Esta relación ─hechos todos verificables─ me sirve de fundamento para volver a esto: el estatuto de la vida en Venezuela sigue en estado de riesgo extremo. Se sigue asesinando a los que intentan denunciar o impedir que las bandas armadas que asolan al país se apropien del botín del territorio y sus riquezas. Se sigue secuestrando y desapareciendo a los que reclaman sus derechos o defienden los de otros. El régimen de represión sigue campante, acompañado del silencio de alacranes y colaboracionistas. Hay un activismo, por ejemplo, contra la tala de árboles o a favor del respeto a las leyes de tránsito (ambos necesarios, sin duda), pero un llamativo silencio con relación al régimen que secuestra y tortura.
Aunque su temario es mucho más amplio, y “se centra en los últimos acontecimientos relacionados con los derechos económicos, sociales, culturales y ambientales, el Estado de Derecho y el espacio cívico, y el nivel de aplicación de las recomendaciones correspondientes emitidas anteriormente por la Oficina del Alto Comisionado para los Derechos Humanos (Acnudh)”, y que el período de observación abarca el año transcurrido entre el 1° de mayo de 2021 y el 30 de abril de 2022; lo que el más reciente informe de esta instancia de la ONU (junio 2022) viene a decirnos es que, en lo sustantivo, el Estado represor, el Estado violador de los derechos humanos, el Estado que ejerce la violencia en contra de sus ciudadanos, y que hace posible la indefensión total de las personas ante los poderes delincuenciales, sigue avanzando de forma irremediable.

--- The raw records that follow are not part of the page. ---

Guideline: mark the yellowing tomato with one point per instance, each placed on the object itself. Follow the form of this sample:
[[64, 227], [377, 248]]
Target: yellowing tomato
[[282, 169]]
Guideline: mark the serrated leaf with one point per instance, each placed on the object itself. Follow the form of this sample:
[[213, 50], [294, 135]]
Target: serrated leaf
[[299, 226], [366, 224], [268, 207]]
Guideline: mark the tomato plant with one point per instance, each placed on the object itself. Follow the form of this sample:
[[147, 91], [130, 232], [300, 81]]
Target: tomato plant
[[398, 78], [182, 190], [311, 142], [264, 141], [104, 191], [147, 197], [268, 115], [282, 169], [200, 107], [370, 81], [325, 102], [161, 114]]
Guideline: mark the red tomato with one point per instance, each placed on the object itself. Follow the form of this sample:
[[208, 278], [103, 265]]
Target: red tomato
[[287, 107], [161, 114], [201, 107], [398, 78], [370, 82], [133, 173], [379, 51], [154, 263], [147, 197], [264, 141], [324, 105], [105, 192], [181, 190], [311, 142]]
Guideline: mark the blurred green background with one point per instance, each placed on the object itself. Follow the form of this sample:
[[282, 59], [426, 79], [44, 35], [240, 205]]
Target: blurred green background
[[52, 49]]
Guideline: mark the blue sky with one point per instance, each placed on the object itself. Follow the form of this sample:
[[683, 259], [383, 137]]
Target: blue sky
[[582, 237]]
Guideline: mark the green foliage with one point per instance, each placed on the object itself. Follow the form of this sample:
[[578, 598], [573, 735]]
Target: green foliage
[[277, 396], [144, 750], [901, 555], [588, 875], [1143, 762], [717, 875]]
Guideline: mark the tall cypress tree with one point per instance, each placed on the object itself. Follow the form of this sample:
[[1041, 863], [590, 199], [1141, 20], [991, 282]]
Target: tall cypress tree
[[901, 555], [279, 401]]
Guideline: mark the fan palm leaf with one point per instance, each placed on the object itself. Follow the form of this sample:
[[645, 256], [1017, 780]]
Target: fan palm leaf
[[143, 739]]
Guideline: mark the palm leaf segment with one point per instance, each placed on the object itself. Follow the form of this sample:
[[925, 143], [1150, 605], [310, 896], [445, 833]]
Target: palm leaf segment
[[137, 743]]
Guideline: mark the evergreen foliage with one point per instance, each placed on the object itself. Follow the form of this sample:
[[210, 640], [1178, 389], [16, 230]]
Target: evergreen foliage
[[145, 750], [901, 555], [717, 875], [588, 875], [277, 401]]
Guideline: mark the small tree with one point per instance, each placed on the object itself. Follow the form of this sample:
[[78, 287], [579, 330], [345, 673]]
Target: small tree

El informe anota algunos cambios que acoge como positivos ─como la disolución de la FAES─. Pero estos no son más que mínimos simulacros: desaparecida la FAES, opera el Grupo de Operaciones Especiales de la Policía Nacional Bolivariana, con los mismos métodos ─encabezado por la nocturnidad─, el mismo desprecio por la ley, la misma condición de impunidad plena, el mismo modo operativo que consiste en robar las viviendas de las víctimas, la misma intimidación sobre la familia, la misma complicidad y protección de los poderes públicos. La rueda que aplasta las vidas de las personas sigue su molienda impasible, mientras la lucha por la vida, la lucha contra la tortura, la represión y el ejercicio desproporcionado de fuerza en contra de los ciudadanos indefensos, sigue siendo la causa de unos pocos. Lamentablemente, de muy pocos.